4.1 Dinner seating arrangement#

Preamble: Install Pyomo and a solver#

The following cell sets and verifies a global SOLVER for the notebook. If run on Google Colab, the cell installs Pyomo and the HiGHS solver, while, if run elsewhere, it assumes Pyomo and HiGHS have been previously installed. It then sets to use HiGHS as solver via the appsi module and a test is performed to verify that it is available. The solver interface is stored in a global object SOLVER for later use.

import sys
 
if 'google.colab' in sys.modules:
    %pip install pyomo >/dev/null 2>/dev/null
    %pip install highspy >/dev/null 2>/dev/null
 
solver = 'appsi_highs'
 
import pyomo.environ as pyo
SOLVER = pyo.SolverFactory(solver)

assert SOLVER.available(), f"Solver {solver} is not available."

Problem description#

Assume that we are organizing a wedding dinner and our goal is to have guests from different families mingle with each other as much as possible. One way to do this is to seat people at tables so that no more people than a given threshold \(k_{\max}\) from the same family sit at the same table. How could we solve a problem like this?

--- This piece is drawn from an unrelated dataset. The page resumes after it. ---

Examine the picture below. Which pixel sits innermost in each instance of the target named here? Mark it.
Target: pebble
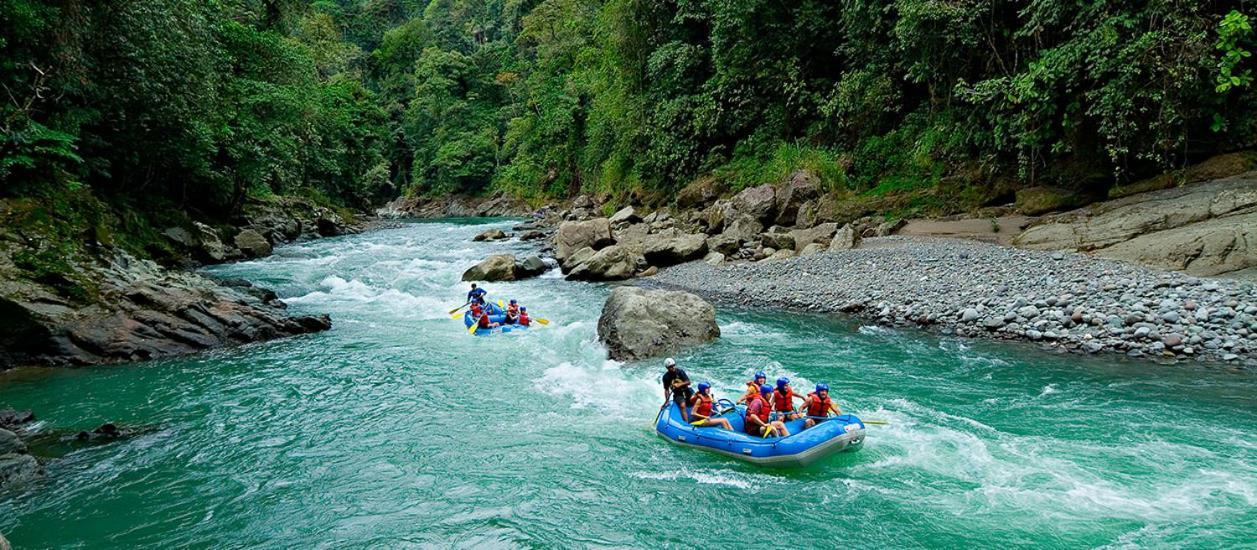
(983, 290)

First, we need the problem data. For each family \(f \in F\) we need to know the number of its members \(m_f\), and for each table \(t \in T\) we need to know its capacity \(c_t\). Using these data and the tools we have learned so far, we can formulate this problem as a LO problem.

If we are not concerned about specific individuals, but only about the number of people in a given family, then we can use variable \(x_{ft}\) to determine the number of people in family \(f\) who will sit at table \(t\). In the problem formulation, we were not given any objective function, since our goal is to find a feasible seating arrangement. For this reason, we can set the objective function to a constant value, say \(0\), and, in this way, do not differentiate between the various feasible solutions.

The mathematical formulation of this seating allocation problem is:

\[\begin{split} \begin{align*} \min \quad & 0\\ \text{s.t.} \quad & \sum\limits_{f} x_{ft} \leq c_t && \forall \, t \in T \\ & \sum\limits_{t} x_{ft} = m_f && \forall \, f \in F \\ & 0 \leq x_{ft} \leq k_{\max}. \end{align*} \end{split}\]

The constraints ensure that the seating capacity for each table is not exceeded, that each family is fully seated, and that the number of elements of each family at each table does not exceed the threshold \(k\).

Implementation#

The problem statement will be satisfied by finding a feasible solution, if one exists. Because no specific objective has been specified, the mathematical formulation uses a constant 0 as essentially a placeholder for the objective function. Some optimization solvers, however, issue warning messages if they detect a constant objective, and others will fail to execute at all. A simple work around for these cases is to replace the constant objective with a ‘dummy’ variable that doesn’t appear elsewhere in the optimization problem.

import pyomo.environ as pyo
from IPython.display import display
import networkx as nx
import matplotlib.pyplot as plt
import pandas as pd
import numpy as np


def seat_allocation(members, capacity, kmax, domain=pyo.NonNegativeReals):
    m = pyo.ConcreteModel("Seating arrangement")

    m.F = pyo.Set(initialize=range(len(members)))
    m.T = pyo.Set(initialize=range(len(capacity)))

    m.M = pyo.Param(m.F, initialize=members)
    m.C = pyo.Param(m.T, initialize=capacity)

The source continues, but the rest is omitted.